In the near term, market volatility might remain high as traders try to game intraday momentum on each new headline. However, for investors with a long-term strategy, we think the winner is less of a market catalyst than the economic recovery. Over the next few quarters, economic activity will be more influenced by the timing and efficacy of a vaccine for the coronavirus than a potential change in administration. Although there is always a lot of focus around the U.S. presidential election, we have found that the subsequent market returns for the three years after the election are determined more by the broad economic trends in place than by whichever political party is in power.

Before markets open, former Vice President Joe Biden has a narrow lead, but it could take several days to tabulate votes. Key states in the Senate and House races are still counting. One scenario, which is a possibility right now, is a Biden win combined with a Republican hold on the Senate. We thought that if either Trump won or if Biden won along with a Democratic Senate, that the chances of another stimulus in 2021 were quite good. By contrast, the prospects for a large stimulus in a Biden win with a GOP Senate outcome look poor.

Given that we have at least one, and probably two Georgia special elections in January, there is some chance we won’t know for some time.

If President Trump succeeds in re-election, we expect gridlock between the executive and congressional branches of government, given that the House looks all-but-certain to remain in Democratic hands. This dynamic will limit the president’s ability to make significant changes from the current status quo with regard to economic policy.

If Joe Biden succeeds in ousting Trump from the Oval Office, his ability to institute major policy changes will be limited by whether the Senate is controlled by the Democratic party. Yet, even with Congress under Democratic control, the scope of Biden's policy changes will be dictated by the size of the majority, as some centrist Democrats might not be willing to enact certain policy changes.

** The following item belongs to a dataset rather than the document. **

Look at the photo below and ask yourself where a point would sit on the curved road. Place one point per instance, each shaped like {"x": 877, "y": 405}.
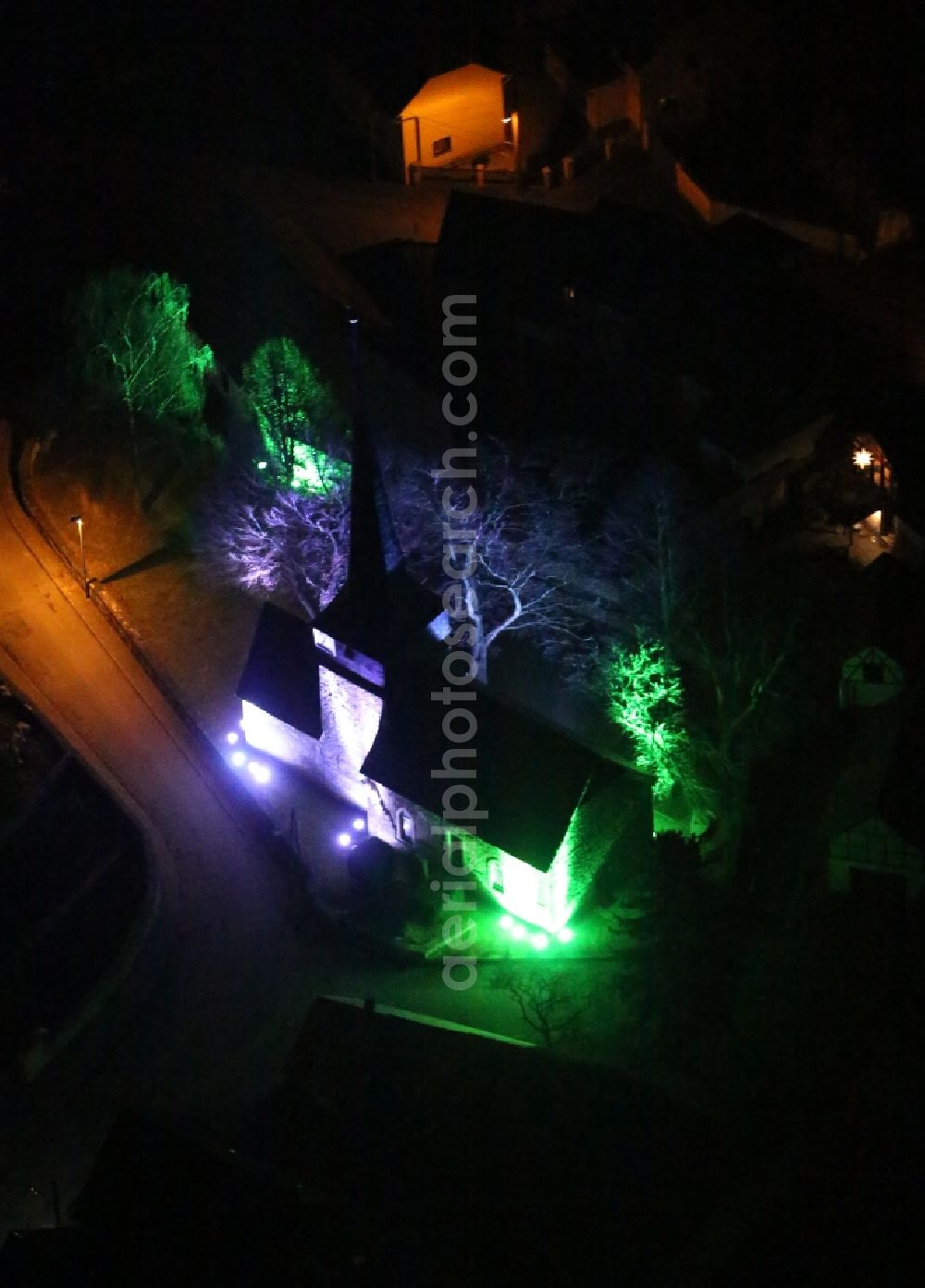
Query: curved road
{"x": 204, "y": 1018}
{"x": 219, "y": 986}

For example, we expect the corporate tax rate would increase if Biden wins the presidency and Democrats win back the Senate, and we note this would be a headwind for stocks in the near term. Depending on the size and scope of the tax package, aftertax earnings could decline anywhere between 5% and 9% for U.S. corporations. However, given the recent pullback in the stock market since its recent high in early September, the market is already pricing in a heightened probability of a corporate tax rate hike. Based on the fair value estimates as determined by our equity research team, we continue to see the most attractive opportunities for investors among the small-and mid-cap stocks, especially in the value category.

For long-term investors who are comfortable with the risk profile of their overall portfolio, we recommend against rashly making any significant revisions based solely on the election results. For most investors, long-term financial success is determined more by time in the market than by timing the market.